Além da febre aftosa, as patas podem transportar outras doenças infecciosas de interesse pecuário. O Ministério da Agricultura e Pecuária (Mapa) destacou que a falta de rastreabilidade dos itens aumenta significativamente o risco à saúde animal. Como não havia identificação, não é possível determinar a origem, os tratamentos sanitários ou o status sanitário do rebanho de origem.
Segundo a Vigilância Agropecuária, alguns países africanos não possuem o status de livre de febre aftosa e enfrentam desafios no controle da doença.
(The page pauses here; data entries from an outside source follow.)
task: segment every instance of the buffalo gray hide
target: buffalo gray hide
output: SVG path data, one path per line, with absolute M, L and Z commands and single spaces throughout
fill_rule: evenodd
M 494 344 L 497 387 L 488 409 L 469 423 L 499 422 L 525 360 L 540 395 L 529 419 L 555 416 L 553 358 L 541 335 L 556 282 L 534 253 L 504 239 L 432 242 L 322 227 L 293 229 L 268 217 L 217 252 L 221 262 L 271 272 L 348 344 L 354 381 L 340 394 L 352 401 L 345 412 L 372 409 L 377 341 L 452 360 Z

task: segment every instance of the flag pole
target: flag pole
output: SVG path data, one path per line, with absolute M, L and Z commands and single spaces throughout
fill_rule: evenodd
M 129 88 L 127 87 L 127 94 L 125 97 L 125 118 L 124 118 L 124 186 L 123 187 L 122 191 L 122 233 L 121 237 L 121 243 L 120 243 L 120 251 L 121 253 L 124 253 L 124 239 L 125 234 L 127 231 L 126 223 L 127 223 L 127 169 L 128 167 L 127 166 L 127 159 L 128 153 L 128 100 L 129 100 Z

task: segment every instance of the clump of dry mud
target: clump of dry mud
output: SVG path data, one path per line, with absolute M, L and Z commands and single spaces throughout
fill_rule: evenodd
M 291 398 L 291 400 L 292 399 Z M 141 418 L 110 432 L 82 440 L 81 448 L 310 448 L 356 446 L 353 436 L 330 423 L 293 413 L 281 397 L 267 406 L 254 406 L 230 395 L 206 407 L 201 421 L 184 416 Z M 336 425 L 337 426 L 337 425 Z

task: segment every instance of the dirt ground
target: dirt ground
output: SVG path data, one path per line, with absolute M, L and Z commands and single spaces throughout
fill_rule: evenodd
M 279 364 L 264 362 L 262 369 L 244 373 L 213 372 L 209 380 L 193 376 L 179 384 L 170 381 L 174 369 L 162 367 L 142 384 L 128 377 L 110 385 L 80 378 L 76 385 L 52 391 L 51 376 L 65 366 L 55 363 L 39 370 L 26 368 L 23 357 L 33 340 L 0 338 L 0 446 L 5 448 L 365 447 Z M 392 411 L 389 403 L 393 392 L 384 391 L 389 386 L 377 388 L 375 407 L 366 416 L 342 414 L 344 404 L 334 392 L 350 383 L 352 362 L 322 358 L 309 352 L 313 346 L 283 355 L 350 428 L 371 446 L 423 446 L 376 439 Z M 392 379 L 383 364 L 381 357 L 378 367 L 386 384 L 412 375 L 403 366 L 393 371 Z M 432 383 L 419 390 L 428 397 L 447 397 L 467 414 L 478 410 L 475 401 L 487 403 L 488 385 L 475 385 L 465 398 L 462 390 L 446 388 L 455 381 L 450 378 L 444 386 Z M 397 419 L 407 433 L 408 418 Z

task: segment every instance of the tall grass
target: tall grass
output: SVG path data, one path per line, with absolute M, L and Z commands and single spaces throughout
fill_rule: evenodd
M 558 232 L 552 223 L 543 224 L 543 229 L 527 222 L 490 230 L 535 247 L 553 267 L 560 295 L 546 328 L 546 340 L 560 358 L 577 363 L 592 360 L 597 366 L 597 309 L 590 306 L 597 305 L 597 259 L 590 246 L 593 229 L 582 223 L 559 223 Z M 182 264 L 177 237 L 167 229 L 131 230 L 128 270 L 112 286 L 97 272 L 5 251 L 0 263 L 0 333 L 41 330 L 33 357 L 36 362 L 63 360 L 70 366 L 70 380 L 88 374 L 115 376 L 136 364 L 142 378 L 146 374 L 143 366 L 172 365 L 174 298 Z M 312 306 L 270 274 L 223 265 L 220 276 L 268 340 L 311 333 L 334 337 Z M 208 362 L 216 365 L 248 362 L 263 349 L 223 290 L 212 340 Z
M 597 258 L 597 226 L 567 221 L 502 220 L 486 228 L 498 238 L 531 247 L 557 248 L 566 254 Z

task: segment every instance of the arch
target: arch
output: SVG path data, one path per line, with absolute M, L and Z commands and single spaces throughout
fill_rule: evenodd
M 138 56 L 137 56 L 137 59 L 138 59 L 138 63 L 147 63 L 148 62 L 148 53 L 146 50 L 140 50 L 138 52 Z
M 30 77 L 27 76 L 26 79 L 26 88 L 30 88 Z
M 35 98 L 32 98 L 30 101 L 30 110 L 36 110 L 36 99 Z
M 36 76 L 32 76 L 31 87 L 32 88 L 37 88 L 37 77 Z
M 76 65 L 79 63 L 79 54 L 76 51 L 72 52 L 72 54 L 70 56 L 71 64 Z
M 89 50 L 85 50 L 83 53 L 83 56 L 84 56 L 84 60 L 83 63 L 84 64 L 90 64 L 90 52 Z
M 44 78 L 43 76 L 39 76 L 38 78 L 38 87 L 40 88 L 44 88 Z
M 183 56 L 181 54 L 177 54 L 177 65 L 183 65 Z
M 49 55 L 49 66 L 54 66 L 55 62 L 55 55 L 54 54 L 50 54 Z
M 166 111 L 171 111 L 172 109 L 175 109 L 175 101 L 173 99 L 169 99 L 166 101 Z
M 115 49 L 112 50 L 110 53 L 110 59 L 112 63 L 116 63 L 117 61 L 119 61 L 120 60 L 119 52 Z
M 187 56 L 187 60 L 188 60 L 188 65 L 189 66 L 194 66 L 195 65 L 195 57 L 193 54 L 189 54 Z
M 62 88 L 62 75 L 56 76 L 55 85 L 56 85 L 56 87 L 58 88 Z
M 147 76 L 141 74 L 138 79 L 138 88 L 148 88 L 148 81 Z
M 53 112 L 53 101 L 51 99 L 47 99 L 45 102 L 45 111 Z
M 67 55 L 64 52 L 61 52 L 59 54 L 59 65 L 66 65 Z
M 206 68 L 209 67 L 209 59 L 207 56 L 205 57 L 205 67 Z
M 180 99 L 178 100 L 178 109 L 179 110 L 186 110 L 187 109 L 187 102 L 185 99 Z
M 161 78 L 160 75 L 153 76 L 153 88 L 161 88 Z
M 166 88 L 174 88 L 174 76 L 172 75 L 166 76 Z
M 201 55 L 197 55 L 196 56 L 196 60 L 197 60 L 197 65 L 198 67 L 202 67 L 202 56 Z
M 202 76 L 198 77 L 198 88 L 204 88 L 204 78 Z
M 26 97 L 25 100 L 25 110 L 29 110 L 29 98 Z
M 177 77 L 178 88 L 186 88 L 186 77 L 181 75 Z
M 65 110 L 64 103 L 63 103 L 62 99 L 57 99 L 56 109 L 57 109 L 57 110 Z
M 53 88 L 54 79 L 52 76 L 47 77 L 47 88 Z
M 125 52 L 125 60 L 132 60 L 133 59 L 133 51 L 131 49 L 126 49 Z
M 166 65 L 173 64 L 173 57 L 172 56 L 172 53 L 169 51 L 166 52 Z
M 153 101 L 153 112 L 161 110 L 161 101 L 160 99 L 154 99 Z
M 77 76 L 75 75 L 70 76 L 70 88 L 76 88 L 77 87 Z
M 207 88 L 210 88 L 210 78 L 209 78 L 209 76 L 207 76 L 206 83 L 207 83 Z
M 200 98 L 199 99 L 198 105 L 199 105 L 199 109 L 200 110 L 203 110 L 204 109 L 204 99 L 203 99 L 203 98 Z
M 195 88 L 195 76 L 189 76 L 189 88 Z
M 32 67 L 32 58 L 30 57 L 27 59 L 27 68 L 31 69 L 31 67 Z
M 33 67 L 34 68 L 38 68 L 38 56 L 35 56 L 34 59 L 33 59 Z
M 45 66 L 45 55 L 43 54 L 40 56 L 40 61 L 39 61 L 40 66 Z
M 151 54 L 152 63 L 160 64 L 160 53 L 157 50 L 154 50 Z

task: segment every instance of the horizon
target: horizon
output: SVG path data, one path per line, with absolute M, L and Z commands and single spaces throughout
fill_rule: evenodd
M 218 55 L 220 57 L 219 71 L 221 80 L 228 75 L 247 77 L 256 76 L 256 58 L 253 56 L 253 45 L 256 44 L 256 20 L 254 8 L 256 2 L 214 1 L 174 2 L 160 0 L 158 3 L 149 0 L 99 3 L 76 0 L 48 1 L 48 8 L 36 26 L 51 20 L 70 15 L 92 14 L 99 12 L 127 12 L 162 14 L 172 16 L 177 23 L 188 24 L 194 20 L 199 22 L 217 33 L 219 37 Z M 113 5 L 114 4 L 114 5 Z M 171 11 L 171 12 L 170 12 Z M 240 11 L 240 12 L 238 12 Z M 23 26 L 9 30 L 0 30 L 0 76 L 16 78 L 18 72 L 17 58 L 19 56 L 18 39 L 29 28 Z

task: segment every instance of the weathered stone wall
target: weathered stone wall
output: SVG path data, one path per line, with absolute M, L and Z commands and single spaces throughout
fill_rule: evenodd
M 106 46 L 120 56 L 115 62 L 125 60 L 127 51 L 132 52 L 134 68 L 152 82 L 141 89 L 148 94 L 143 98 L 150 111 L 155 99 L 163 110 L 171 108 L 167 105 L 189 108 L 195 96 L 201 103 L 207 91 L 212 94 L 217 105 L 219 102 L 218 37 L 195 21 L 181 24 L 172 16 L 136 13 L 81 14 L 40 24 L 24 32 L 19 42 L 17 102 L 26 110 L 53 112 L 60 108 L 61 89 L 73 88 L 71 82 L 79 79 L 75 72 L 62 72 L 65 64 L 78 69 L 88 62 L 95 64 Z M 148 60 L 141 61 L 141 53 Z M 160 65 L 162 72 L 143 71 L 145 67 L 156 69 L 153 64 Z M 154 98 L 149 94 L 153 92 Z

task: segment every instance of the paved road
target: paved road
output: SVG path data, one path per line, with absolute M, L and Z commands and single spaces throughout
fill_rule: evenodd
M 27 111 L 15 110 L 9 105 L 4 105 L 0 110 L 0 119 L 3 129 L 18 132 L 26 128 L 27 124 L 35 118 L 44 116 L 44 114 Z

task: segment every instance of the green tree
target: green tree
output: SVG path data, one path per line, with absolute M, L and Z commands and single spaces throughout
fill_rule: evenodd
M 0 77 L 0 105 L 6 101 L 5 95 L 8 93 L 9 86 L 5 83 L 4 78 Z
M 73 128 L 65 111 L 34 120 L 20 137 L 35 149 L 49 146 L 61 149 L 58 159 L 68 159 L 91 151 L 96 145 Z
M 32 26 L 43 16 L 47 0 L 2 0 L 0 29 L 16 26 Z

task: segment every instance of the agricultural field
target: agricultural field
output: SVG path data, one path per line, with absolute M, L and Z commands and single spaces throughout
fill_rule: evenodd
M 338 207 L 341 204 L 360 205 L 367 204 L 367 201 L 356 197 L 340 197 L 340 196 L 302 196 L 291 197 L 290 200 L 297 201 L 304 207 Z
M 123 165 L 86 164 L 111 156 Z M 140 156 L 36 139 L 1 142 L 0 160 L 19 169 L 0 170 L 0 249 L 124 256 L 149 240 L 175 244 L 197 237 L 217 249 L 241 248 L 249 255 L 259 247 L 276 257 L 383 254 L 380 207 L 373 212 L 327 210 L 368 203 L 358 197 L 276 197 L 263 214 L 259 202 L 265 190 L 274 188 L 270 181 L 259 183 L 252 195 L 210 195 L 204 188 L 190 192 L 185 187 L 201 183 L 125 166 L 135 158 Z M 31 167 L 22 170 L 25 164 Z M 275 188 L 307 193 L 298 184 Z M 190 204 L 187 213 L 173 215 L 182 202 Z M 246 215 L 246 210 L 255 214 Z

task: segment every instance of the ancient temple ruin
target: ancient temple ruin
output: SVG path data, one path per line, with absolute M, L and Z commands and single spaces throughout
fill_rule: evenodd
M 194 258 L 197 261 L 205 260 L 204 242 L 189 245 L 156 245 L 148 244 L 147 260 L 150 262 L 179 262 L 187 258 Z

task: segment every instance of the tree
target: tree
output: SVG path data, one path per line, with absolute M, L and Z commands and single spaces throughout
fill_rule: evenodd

Por isso, exportações de produtos animais desses locais têm restrições sanitárias. As patas apreendidas não tinham cuidado na manutenção ou transporte e não poderiam entrar no Brasil sem autorização expressa do Mapa.
O ministério reforçou que a importação de animais, material genético e produtos de origem animal não comestíveis só é permitida com o cumprimento de requisitos sanitários e Certificado Veterinário Internacional acordado previamente. Na última semana, a Organização Mundial de Saúde Animal (OMSA) reconheceu o Brasil como livre de febre aftosa sem vacinação, facilitando o acesso a mercados como o Japão.